I agree using a task based approach likely doesn’t cover every responsibility of a job. However it is a good starting point for discussions on which jobs are going to be more affected than others. And directionally I think the impacted jobs are correct. White-collar, knowledge-work will be impacted more by LLMs whereas blue-collar more manual-oriented work will be less so.
The occupations with the most exposure are below:
Mathematicians, tax preparers, writers/authors, legal secretaries, administrative assistants, proofreaders are all occupations that are highly exposed to LLMs based on either human labelers or by GPT-4.
And these are a sample of occupations from the paper that have no exposure because they have no exposed tasks:
Agricultural Equipment Operators
Athletes and Sports Competitors
Cooks, Short Order
Helpers–Painters, Paperhangers, Plasterers, and Stucco Masons Helpers
Slaughterers and Meat Packers
Stonemasons
Tapers
Tire Repairers and Changers
Wellhead Pumpers
It’s difficult to say that an occupation has no exposure to AI. Even very manual jobs like picking fruit can be automated. For example these are drones using AI to identify apples, identify the ripe apples and then pick them with a mechanical arm:
The emergence of GPTs, like LLMs, undeniably heralds a new chapter in our socio-economic narrative. In light of the potential impacts laid out in the paper "GPTs are GPTs", it becomes vital to question, plan, and prepare for the transformative tide these technologies might bring. While we mustn't overestimate the precise predictions the paper makes, it offers a springboard for essential discussions regarding the roles most likely to be influenced.
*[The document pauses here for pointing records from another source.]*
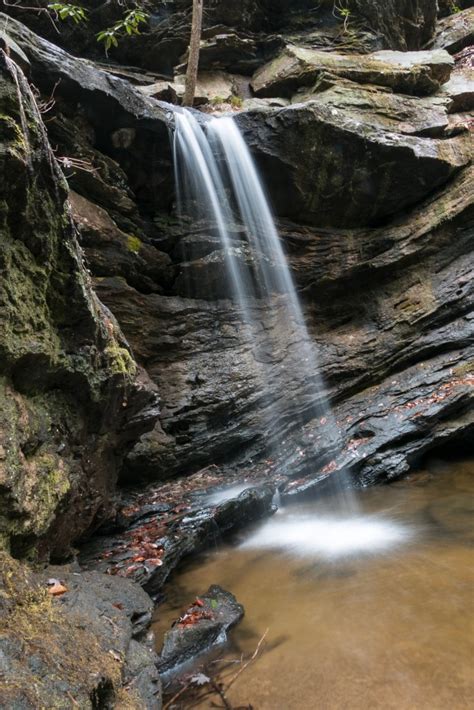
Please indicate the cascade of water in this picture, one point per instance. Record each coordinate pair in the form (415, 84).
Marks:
(216, 178)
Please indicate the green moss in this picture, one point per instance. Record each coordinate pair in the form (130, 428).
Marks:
(467, 368)
(236, 102)
(11, 132)
(120, 361)
(134, 244)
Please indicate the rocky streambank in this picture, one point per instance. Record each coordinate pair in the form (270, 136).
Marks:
(129, 382)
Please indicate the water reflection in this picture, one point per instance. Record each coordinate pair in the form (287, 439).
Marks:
(392, 629)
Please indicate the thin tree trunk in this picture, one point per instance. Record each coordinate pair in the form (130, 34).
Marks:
(193, 55)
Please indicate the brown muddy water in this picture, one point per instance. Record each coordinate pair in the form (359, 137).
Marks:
(374, 611)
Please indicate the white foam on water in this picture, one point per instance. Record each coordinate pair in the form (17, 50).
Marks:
(226, 494)
(329, 537)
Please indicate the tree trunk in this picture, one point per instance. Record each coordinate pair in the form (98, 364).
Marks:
(193, 55)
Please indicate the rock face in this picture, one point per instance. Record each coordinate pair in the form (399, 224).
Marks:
(418, 73)
(404, 24)
(455, 32)
(66, 372)
(203, 625)
(364, 148)
(398, 165)
(92, 636)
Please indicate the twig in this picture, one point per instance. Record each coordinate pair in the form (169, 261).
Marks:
(248, 662)
(17, 6)
(221, 692)
(176, 696)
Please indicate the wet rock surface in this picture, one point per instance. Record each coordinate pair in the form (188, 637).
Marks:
(94, 636)
(67, 377)
(365, 151)
(202, 626)
(418, 73)
(149, 540)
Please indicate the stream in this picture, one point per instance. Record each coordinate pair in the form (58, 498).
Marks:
(374, 610)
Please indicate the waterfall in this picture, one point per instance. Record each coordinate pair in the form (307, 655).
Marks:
(216, 180)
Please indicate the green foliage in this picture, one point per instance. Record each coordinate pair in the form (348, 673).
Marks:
(66, 11)
(236, 102)
(128, 25)
(342, 12)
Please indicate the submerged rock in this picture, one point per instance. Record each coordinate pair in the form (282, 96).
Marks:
(202, 626)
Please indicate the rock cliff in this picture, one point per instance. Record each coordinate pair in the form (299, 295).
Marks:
(122, 354)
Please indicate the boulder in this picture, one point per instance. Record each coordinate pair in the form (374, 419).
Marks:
(85, 647)
(121, 101)
(460, 90)
(403, 24)
(66, 372)
(202, 626)
(313, 155)
(211, 87)
(418, 73)
(455, 32)
(382, 109)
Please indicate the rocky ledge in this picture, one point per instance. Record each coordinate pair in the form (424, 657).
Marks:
(123, 359)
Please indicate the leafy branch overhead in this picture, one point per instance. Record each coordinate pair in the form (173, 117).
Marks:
(128, 25)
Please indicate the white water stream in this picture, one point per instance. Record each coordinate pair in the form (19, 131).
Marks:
(217, 182)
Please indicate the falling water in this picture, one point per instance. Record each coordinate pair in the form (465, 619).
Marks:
(216, 180)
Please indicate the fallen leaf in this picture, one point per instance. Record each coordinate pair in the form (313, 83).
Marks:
(57, 589)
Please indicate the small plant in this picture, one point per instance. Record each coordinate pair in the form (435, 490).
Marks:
(66, 11)
(236, 102)
(342, 12)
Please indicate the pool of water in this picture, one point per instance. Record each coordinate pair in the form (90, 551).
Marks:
(371, 608)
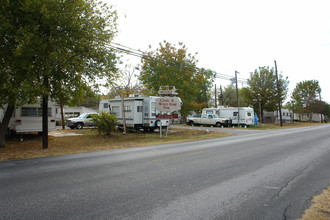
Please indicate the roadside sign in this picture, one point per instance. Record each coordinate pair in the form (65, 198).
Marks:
(168, 104)
(167, 92)
(167, 116)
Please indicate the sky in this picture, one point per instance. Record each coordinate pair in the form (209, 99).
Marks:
(239, 35)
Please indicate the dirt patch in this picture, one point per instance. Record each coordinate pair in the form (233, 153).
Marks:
(88, 140)
(320, 208)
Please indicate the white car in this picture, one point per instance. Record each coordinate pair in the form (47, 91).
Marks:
(82, 120)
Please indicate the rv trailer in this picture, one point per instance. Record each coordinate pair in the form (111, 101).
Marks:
(28, 118)
(246, 114)
(140, 112)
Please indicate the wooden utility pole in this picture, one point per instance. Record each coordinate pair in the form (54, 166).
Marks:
(237, 99)
(278, 94)
(215, 95)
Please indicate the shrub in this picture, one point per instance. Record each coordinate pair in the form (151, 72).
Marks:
(105, 122)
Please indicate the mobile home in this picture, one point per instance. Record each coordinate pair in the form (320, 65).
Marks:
(140, 112)
(28, 118)
(246, 114)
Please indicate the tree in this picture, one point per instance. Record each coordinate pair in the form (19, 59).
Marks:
(106, 123)
(261, 92)
(172, 66)
(56, 45)
(305, 94)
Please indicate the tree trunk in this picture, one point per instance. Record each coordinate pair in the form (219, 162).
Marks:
(62, 116)
(4, 124)
(45, 121)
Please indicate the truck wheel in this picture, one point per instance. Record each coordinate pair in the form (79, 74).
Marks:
(157, 123)
(79, 125)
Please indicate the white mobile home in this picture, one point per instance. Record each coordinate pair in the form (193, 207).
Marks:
(28, 118)
(246, 114)
(72, 112)
(313, 117)
(140, 112)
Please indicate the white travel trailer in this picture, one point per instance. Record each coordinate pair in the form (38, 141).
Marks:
(28, 118)
(72, 112)
(140, 112)
(246, 114)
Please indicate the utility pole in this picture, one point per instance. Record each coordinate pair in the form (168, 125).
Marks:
(221, 97)
(278, 94)
(237, 99)
(320, 101)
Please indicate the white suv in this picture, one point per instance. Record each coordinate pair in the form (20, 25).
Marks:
(84, 119)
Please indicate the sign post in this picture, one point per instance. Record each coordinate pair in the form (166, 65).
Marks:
(167, 104)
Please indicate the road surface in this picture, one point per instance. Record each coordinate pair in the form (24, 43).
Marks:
(269, 174)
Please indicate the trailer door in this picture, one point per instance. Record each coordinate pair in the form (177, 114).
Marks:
(138, 112)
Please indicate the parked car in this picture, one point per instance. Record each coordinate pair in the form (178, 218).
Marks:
(82, 120)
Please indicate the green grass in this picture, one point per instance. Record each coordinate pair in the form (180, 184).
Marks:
(91, 141)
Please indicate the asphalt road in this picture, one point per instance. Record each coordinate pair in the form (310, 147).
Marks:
(269, 174)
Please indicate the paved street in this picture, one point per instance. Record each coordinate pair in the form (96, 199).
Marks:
(268, 174)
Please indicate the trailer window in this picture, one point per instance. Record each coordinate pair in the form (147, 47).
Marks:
(127, 108)
(153, 109)
(33, 112)
(115, 110)
(146, 109)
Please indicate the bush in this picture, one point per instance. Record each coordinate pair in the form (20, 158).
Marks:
(105, 122)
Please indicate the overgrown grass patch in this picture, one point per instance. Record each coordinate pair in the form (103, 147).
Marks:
(91, 141)
(285, 125)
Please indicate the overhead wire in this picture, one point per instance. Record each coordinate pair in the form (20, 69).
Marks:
(138, 53)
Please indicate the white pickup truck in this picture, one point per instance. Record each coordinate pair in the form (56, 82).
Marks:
(208, 119)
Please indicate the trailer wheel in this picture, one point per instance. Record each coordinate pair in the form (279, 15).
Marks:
(79, 125)
(157, 123)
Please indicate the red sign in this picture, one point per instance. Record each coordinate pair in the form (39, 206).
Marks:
(167, 116)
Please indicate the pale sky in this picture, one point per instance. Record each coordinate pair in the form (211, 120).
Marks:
(240, 35)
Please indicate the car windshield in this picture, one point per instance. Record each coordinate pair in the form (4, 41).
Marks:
(83, 115)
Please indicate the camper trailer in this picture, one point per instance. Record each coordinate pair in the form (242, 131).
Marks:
(28, 118)
(140, 112)
(246, 114)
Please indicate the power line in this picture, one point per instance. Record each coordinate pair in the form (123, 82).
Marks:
(137, 53)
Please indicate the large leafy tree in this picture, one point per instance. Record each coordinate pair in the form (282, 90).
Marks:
(170, 65)
(306, 94)
(49, 48)
(262, 93)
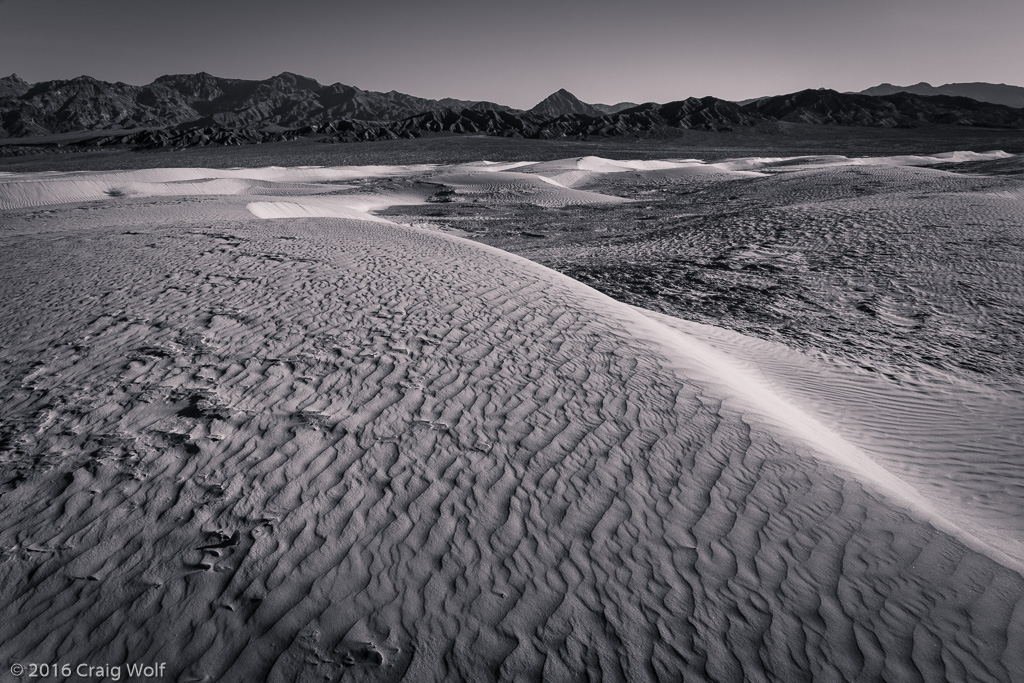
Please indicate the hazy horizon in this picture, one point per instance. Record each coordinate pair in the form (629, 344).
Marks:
(660, 51)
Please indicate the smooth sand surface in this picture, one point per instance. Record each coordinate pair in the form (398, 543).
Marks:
(256, 441)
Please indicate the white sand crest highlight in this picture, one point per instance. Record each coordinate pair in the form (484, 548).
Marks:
(318, 447)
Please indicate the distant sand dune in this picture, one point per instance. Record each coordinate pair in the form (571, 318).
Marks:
(306, 447)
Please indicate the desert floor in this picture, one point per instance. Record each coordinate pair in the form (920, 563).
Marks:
(622, 416)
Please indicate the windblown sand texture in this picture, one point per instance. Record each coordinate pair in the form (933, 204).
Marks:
(254, 431)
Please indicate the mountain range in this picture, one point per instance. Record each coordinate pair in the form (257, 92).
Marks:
(997, 93)
(192, 110)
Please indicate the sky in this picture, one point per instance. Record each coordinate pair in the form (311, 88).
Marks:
(517, 52)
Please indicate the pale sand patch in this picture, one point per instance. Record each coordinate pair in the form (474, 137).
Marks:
(291, 450)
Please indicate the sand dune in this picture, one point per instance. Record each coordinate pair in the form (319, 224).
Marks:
(307, 447)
The future might appear intimidating or exciting, depending on your perspective. One thing is for sure - LLMs and GPTs are here to stay, and their potential to affect our working lives is significant. As we continue to explore this frontier, let's remember the power of adaptability and resilience. After all, every previous General Purpose Technology - from the steam engine to the internet - has redefined the work landscape, pushing us to evolve, adapt, and transform for the better. The same will likely hold true for LLMs and GPTs. Until then, let's keep the conversation going, and let's keep asking the right questions.